Я, конечно, присматриваюсь и так, и этак, но решительно не могу сообразить, какая может быть из этого польза, пока первая идея не пересечется со второй. И тут уж, ребята, посторонитесь: сейчас забьет фонтан!
Мне довелось слышать высказывание о подобном феномене от Брайана Олдиса. По его мнению, книги часто вызревают из двух основных идей, представляя собой, по его выражению, комбинацию "привычного" и "экзотического". Он начинал с "привычного" – чего-то близкого, связанного с личными переживаниями и опытом, но не мог превратить замысел в художественный текст, покуда не происходило столкновения "привычного" с "экзотическим". В его случае "экзотическое", как правило, представляло собой тот научно-фантастический фон, на котором проявлялось "привычное", своего рода сцену для драматической постановки "привычного". Как это происходит в случае с бинарным ядом или с волшебным напитком: сочетание двух инертных элементов способно создать смесь с устрашающим потенциалом.
В моем случае тот же принцип срабатывает наоборот. Я начинаю с "экзотического" (хотя это термин Олдиса, а не мой), но оно отказывается трансформироваться в полноценное произведение, пока не катализируется "привычным".
Например, "Хроники Томаса Ковенанта" основываются непосредственно – и исключительно – на двух идеях: неверии и проказе.

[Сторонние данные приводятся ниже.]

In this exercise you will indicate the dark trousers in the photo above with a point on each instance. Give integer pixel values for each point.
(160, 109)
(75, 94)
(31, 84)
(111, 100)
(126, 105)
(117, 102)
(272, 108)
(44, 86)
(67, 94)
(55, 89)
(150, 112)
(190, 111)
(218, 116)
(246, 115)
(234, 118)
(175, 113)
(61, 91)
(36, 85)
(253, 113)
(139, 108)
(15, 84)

Мысль написать роман-фэнтэзи о "неверящем", о человеке, отвергающем саму концепцию явленного ему фантастического мира, впервые посетила меня в конце 1969 года. Но это зерно упорно не давало всходов: как я ни старался, мне не удавалось заставить его прорасти. До тех пор, пока в мае 1972 года мне не пришло в голову, что мой "неверящий" мог бы быть еще и прокаженным. Как только эти две идеи пересеклись, меня охватила творческая лихорадка. Следующие три месяца я провел, почти не вставая из-за письменного стола: делал наброски, вычерчивал карты, вырисовывал для себя образы, изучал все, что может иметь хоть какую-то связь с неверием с одной стороны и проказой с другой. Затем я начал писать.
Я сказал, что принцип срабатывает наоборот, поскольку для меня проказа представляла собой тему скорее "привычную", нежели экзотическую. Прежде мне никогда не доводилось сочинять фэнтэзи, и сам замысел написания книги о "неверящем" в этом жанре был, в некотором смысле, экзотическим. Зато, благодаря тому факту, что мой отец двадцать один год прослужил хирургом-ортопедом в Индии, о проказе и прокаженных я знал немало и не понаслышке.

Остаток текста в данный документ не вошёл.